The basic principle of the system is to force the twin planetary cone assemblies onto the reaction rings with as great a force as possible. When multi-epicyclics are connected in series the original force is transmitted to the next member and so on.

The system of the present disclosure may be configured to have sufficient power at its output to drive the road wheels of a motor vehicle. The greatly enhanced torque output that the system produces is by means of multiepicyclics stacked in series. This is analogous to a multiplate clutch where friction discs are compressed in series to transmit much more torque by static friction than by one pair of discs alone.

In the system described herein where rolling friction is involved there are a series of inverted vee-rings alternating with a series of ellipsoidal planets therebetween. Each vee-ring and each ellipsoid planet together constitute a separate epicyclic gear train; the vee-ring being the sun gear, the ellipsoid planet the inner planet and the torque tube their common outer planet. Hence the term multi-epicyclic used throughout the description. The vee-rings and the intermediate ellipsoid planets are configured to be compressed and the ellipsoid planets forced out radially.
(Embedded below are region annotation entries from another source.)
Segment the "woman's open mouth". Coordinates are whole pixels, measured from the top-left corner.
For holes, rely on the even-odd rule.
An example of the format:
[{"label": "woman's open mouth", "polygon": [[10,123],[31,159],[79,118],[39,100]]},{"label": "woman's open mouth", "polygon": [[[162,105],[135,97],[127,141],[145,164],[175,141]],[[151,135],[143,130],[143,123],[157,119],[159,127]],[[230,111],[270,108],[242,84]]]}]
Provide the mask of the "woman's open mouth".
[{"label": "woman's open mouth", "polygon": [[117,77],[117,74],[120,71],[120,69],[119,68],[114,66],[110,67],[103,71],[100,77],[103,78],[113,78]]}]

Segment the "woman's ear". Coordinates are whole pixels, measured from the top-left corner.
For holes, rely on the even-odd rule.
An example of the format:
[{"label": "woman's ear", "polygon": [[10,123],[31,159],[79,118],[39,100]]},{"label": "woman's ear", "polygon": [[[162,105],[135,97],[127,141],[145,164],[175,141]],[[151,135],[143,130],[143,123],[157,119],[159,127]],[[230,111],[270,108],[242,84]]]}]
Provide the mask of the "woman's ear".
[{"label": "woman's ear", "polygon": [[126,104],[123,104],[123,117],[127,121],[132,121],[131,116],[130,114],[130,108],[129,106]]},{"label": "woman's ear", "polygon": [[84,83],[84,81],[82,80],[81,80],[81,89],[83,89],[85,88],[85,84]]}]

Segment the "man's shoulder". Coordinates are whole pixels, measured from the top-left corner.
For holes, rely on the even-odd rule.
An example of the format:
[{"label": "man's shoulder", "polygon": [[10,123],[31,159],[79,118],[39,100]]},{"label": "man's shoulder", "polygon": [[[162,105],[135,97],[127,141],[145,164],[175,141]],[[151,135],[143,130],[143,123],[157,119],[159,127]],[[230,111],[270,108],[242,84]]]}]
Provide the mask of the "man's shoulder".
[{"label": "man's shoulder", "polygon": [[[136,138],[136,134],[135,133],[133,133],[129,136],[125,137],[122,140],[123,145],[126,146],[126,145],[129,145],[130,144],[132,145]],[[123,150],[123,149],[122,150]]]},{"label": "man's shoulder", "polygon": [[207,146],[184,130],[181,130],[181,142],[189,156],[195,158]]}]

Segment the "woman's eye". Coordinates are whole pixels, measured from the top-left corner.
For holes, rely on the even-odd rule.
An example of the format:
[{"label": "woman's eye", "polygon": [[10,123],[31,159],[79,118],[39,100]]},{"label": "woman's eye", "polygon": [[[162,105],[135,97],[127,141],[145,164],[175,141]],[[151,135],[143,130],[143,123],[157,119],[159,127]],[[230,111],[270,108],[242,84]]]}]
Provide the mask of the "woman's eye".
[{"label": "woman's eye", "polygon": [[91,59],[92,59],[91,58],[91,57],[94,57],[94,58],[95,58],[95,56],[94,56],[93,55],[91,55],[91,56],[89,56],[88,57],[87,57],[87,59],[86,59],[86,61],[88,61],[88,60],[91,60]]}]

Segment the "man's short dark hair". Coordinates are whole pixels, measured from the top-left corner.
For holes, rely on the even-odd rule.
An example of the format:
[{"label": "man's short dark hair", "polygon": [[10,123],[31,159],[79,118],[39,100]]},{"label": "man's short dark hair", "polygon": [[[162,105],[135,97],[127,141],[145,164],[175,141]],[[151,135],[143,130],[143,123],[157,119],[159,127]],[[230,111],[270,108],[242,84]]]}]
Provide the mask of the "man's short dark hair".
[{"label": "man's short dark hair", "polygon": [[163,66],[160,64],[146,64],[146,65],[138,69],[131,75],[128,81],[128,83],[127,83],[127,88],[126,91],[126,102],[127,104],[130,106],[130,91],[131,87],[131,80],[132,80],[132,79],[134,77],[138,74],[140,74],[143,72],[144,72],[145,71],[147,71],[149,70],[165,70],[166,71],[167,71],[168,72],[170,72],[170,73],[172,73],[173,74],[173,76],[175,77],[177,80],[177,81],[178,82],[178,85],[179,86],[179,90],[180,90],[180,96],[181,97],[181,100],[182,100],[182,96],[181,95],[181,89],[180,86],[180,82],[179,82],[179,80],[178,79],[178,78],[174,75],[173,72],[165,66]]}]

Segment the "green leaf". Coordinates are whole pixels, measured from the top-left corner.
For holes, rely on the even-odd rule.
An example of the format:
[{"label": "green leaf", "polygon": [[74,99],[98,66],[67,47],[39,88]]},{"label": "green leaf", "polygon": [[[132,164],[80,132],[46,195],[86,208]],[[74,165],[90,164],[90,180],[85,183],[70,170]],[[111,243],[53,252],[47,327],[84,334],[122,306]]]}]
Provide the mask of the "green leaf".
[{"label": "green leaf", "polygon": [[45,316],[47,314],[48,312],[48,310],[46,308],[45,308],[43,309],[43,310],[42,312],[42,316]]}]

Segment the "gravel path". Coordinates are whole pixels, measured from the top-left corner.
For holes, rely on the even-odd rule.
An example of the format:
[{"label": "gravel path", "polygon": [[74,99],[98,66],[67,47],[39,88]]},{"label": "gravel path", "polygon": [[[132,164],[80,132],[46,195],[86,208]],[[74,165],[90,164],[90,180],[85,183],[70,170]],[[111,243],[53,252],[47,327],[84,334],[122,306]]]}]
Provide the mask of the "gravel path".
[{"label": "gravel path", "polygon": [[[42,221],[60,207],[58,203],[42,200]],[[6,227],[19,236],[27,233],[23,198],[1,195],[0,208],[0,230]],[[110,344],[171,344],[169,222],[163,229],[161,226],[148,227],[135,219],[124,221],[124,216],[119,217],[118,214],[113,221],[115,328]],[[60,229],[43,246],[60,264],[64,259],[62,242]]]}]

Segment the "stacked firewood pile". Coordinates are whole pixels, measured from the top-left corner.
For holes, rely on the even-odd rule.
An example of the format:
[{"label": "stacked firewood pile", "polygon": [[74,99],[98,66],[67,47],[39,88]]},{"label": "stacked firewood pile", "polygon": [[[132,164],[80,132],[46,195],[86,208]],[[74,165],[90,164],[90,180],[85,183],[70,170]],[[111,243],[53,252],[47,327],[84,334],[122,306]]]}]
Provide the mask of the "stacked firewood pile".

The system described has a plurality of twin planetary cone assemblies. Between three and six such assemblies may be employed. It has been determined through experimentation that six such assemblies is the maximum that can advantageously be used. Using six assembles may not transmit more power but due to the very high forces involved the load may be distributed over a greater number of components. The twin planetary cone assemblies may be mounted in a planet carrier. The twin planetary cone assemblies may be configured to move out radially away from the main axis by sliding out along the cone shafts while at the same time two hemispheres at the end of the planetary cones slide further into the torque tube. Each of the planetary cones at each end of the torque tube is configured to roll inside the torque tube via the two 6 hemispheres that terminate each of the planetary cones. Each twin planetary cone assembly may comprise two largely hollow cones inside a torque tube, along with a plurality of planetary shafts for bearing ellipsoid planets and two spacer rings as illustrated in Figure 11. The two planetary cones, one at each end of the torque tube may be configured to transmit power at a fixed angle unlike a constant velocity joint in a car where the angle can vary. The reason for the fixed angle is to keep the slant height of the cone parallel to the main axis. By keeping the slant height of the cone parallel to the main axis, the one or more reaction rings can slide easily along the cones to vary the gear ratio.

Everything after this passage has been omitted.